By GroupM InSites Archives
Cover image for  article: What Can Brand Marketers Learn from Politics? 2016 Edition

It's become a quadrennial meme. "What can marketers learn from US Presidential political campaigns?" It was not always so; there was not much conversation about brands being imperiled by sweating on stage in the Kennedy/Nixon era, but the last three cycles have been full of "learnings" from the social media strategies of 2008 and 2012 and now, in 2016, specifically from the Trump insurgency.

In the first two cycles the received wisdom was that the grass roots power of social media activation swept President Obama to office. Less attention was paid to the fact that they also involved the highest advertising spend in campaign history or the fact that the 2008 campaign was set against a backdrop of at least two ongoing wars, a stock market in free fall, the highest unemployment since the Great Depression and a housing crisis that led to repossessions and a collapse in the values of the biggest asset many Americans owned. Significant? Probably.

In 2012 the world looked better but the blood was not dry and the incumbent President ran against a party with no ideas better than they had in 2008 and with changing demographics at his back. To paraphrase the *Sun newspaper of 25 years ago ... "It wasn't the tweet wot won it."

Sure,  social media was interesting and valuable, but its role was exaggerated by any reasonable measure.  Most interesting among the arguments for its effect was that social media created an inescapable need for speed, truth and authenticity -- and that was the message for brands. In a connected world you could run and run fast but you could not hide.

So here we are in 2016. The Republican front runner, for now, has achieved his position  by translating tabloid fame into what a cohort of the population have embraced as "straight talking anti-establishment populism." Truth and authenticity would seem to have very little to do with it. Winston Churchill, in order to remain on the right side of parliamentary protocol, once accused an opponent of being "economical with the truth." It would be an accusation that could be reasonably leveled at Mr. Trump and others and it would appear that no amount of social media outing and outrage can persuade Mr. Trump's supporters of his possible unsuitability for office.

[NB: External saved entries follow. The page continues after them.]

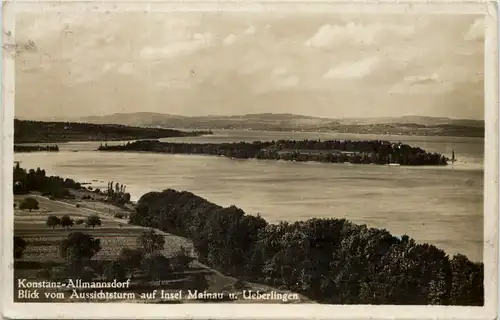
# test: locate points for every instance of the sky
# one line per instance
(192, 64)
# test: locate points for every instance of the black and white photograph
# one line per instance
(220, 158)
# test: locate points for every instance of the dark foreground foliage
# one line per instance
(330, 151)
(329, 260)
(40, 132)
(36, 180)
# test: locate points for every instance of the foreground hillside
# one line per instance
(150, 258)
(46, 132)
(330, 261)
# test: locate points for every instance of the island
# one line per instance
(35, 148)
(330, 151)
(46, 132)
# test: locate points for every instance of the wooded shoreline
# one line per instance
(51, 132)
(330, 151)
(331, 260)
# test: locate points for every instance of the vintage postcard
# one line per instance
(249, 160)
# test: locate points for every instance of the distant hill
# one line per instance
(42, 132)
(412, 125)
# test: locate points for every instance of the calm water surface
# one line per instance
(442, 206)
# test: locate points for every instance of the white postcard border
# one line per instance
(264, 311)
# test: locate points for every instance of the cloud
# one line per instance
(476, 30)
(291, 81)
(229, 40)
(421, 88)
(422, 79)
(328, 35)
(278, 71)
(250, 30)
(108, 66)
(198, 41)
(352, 70)
(126, 68)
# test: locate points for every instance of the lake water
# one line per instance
(438, 205)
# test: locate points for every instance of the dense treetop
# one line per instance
(330, 151)
(328, 260)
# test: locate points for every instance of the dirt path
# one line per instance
(64, 206)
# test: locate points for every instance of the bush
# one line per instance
(94, 221)
(53, 221)
(66, 221)
(45, 273)
(151, 242)
(181, 259)
(29, 203)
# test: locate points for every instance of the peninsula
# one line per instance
(47, 132)
(31, 148)
(330, 151)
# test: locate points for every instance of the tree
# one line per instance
(79, 247)
(114, 270)
(151, 242)
(53, 221)
(182, 259)
(131, 259)
(93, 221)
(156, 266)
(19, 247)
(66, 221)
(198, 282)
(29, 203)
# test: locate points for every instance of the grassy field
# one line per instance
(115, 234)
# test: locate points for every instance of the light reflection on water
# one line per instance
(442, 206)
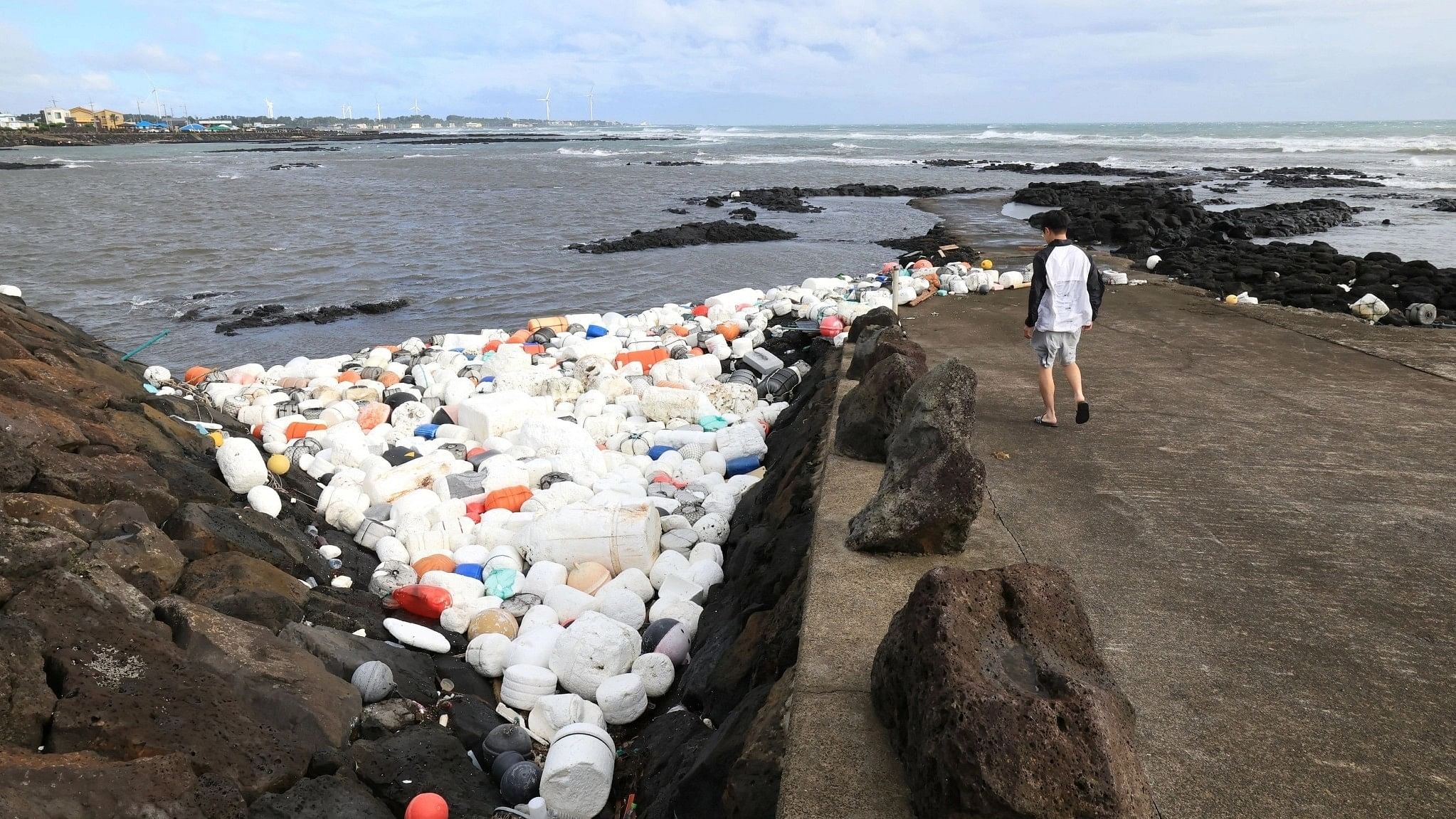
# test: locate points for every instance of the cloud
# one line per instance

So ... marketers are now hearing from pundits that they can embrace some of the Trump playbook. An article in Ad Age on March 8 (the parentheses are mine) suggested the following might work:

1. Keep messages simple (truth optional)
2. Leverage live events (you can't beat rabble rousing)
3. React in real time on social media (keep lying until it becomes the truth)
4. Be bold and less apologetic (contempt for both the truth and your competitors are equally valuable)
5. Don't underestimate the power of earned media (all news is good news)

I have sufficient confidence in the marketing community to expect that only the non-parenthetical version will make the marketing playbook.

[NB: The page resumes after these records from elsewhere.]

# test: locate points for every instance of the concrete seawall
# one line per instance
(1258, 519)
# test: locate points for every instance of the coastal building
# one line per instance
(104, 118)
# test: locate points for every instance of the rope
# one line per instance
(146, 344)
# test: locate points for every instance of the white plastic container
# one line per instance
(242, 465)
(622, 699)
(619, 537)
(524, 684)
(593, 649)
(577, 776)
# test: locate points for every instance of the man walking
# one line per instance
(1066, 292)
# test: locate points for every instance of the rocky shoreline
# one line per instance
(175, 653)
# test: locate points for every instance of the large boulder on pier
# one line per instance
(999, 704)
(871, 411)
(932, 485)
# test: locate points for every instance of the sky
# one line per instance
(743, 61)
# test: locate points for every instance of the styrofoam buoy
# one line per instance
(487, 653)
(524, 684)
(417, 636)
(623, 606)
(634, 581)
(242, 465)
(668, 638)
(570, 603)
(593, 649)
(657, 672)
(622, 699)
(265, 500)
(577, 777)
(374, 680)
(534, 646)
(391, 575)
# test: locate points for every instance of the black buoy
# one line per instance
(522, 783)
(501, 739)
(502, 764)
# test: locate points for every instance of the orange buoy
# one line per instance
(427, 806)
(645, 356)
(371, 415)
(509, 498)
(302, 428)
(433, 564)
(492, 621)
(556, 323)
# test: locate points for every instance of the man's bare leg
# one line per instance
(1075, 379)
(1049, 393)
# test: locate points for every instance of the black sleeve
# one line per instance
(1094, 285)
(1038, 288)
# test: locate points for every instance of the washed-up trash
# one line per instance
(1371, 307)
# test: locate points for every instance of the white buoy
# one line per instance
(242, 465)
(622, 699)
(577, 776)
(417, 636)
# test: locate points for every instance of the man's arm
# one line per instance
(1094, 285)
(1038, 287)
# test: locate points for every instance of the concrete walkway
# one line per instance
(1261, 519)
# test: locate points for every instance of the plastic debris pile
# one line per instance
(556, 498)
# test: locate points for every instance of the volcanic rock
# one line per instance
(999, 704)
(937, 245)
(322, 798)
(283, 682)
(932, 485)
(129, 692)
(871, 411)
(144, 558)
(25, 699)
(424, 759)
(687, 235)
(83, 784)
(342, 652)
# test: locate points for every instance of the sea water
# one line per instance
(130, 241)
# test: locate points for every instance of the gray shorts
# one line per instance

Of all the advice offered it's possible that "be bold" may be the most significant. The implication is that you can profit from fearlessness if you can build a brand that is beloved by small but committed population cohorts and if you are unconcerned about rejection by the majority. In an atomized world of communication and commerce, this seems like a highly plausible opportunity and one that can unlock the potential of media targeting.

Perhaps the more important learning from this race is the evidence that little is now beyond disruption and that walls of the establishment are not impenetrable and that committed minorities can make significant inroads in traditional structures.

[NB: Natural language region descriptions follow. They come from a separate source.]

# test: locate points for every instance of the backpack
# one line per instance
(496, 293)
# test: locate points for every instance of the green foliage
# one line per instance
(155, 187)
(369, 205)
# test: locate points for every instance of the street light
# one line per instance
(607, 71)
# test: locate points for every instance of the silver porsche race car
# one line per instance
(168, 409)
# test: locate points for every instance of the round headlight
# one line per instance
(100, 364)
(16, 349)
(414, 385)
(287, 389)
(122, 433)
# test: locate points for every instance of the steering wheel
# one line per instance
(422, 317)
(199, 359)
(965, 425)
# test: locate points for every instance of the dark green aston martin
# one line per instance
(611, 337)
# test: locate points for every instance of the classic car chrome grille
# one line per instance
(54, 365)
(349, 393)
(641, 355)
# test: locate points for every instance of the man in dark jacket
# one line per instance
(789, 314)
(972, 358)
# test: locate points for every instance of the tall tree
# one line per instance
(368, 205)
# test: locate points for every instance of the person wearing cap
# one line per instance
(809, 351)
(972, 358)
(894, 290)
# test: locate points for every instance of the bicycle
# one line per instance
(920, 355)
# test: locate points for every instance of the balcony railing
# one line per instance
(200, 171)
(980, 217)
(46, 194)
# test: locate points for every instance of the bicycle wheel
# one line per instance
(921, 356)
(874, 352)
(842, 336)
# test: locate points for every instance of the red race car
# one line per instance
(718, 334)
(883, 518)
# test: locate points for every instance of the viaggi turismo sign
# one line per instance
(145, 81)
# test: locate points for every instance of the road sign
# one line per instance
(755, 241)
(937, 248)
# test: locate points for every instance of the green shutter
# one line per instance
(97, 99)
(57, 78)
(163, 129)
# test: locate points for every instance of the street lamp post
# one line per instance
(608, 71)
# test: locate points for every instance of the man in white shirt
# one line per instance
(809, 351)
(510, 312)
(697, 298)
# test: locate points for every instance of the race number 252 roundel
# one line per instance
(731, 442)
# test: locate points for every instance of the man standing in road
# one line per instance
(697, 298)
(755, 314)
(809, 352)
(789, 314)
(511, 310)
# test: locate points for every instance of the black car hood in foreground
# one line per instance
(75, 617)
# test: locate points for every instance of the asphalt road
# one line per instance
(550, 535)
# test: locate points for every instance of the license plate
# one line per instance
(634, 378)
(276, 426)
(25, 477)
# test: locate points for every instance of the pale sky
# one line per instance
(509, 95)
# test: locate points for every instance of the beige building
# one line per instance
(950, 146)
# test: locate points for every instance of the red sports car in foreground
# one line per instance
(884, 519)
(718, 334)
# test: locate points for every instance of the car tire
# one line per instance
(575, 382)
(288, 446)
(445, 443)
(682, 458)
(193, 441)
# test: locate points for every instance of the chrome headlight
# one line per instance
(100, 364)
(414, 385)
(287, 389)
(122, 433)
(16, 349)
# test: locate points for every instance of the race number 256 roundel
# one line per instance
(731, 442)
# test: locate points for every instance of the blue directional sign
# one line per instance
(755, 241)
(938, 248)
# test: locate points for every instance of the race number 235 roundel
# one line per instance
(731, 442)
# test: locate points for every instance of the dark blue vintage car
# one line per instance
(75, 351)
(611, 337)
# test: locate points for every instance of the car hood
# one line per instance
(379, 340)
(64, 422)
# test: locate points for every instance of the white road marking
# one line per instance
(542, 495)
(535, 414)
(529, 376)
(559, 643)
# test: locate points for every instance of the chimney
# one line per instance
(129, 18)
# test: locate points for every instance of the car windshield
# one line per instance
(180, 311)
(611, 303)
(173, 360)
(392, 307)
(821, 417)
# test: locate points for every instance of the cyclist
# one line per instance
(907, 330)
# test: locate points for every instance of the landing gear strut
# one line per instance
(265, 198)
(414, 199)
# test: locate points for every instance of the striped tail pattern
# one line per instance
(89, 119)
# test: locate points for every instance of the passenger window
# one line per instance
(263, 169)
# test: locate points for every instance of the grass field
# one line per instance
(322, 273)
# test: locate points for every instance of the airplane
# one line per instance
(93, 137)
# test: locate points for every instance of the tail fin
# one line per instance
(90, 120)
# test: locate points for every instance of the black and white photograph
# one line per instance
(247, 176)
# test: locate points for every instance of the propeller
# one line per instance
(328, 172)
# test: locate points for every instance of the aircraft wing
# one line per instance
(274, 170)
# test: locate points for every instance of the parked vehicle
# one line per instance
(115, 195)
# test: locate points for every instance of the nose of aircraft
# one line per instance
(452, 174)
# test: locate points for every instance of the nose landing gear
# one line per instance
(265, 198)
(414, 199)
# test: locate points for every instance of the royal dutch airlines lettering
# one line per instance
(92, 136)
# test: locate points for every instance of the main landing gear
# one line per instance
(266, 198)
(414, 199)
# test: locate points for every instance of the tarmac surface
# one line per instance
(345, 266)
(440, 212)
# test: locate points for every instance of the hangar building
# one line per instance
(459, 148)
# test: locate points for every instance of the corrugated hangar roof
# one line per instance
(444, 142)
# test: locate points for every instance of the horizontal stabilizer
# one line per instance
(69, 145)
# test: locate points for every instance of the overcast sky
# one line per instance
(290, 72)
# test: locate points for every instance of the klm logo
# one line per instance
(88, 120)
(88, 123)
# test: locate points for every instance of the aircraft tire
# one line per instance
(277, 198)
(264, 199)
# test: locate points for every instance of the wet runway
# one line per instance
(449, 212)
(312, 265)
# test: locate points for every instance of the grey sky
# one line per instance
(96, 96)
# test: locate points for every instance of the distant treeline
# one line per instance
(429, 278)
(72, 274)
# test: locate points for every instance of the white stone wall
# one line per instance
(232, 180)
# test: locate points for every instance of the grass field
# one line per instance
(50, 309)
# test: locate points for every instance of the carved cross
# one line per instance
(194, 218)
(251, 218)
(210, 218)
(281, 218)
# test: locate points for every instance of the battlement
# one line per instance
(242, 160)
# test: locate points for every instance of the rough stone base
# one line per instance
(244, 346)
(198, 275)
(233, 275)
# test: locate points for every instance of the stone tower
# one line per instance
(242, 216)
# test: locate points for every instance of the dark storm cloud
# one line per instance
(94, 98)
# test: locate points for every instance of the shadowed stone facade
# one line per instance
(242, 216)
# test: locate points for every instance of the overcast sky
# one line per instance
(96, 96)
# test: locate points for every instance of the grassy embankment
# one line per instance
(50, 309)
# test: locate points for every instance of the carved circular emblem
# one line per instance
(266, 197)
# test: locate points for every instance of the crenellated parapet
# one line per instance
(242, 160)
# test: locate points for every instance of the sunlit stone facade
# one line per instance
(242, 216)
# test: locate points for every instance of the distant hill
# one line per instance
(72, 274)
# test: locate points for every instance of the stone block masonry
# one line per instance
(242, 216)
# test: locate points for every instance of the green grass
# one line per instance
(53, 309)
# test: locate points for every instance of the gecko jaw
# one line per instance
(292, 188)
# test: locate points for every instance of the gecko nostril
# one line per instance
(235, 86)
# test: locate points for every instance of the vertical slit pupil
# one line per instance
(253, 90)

Hopefully, and I am expressing a preference, that the power of the minority never translates into control of the majority. May Mr. Trump get to 49% and never to 51%.

*The Sun is Britain's biggest tabloid daily. After John Major's unexpected victory over Labour's Neil Kinnock in the 1992 General Election their headline the next day was, "It was the Sun wot won it." The Sun's final pre-election broadside before the election was, "If Kinnock wins today will the last person to leave Britain please turn off the lights." The Sun had declared war, then victory.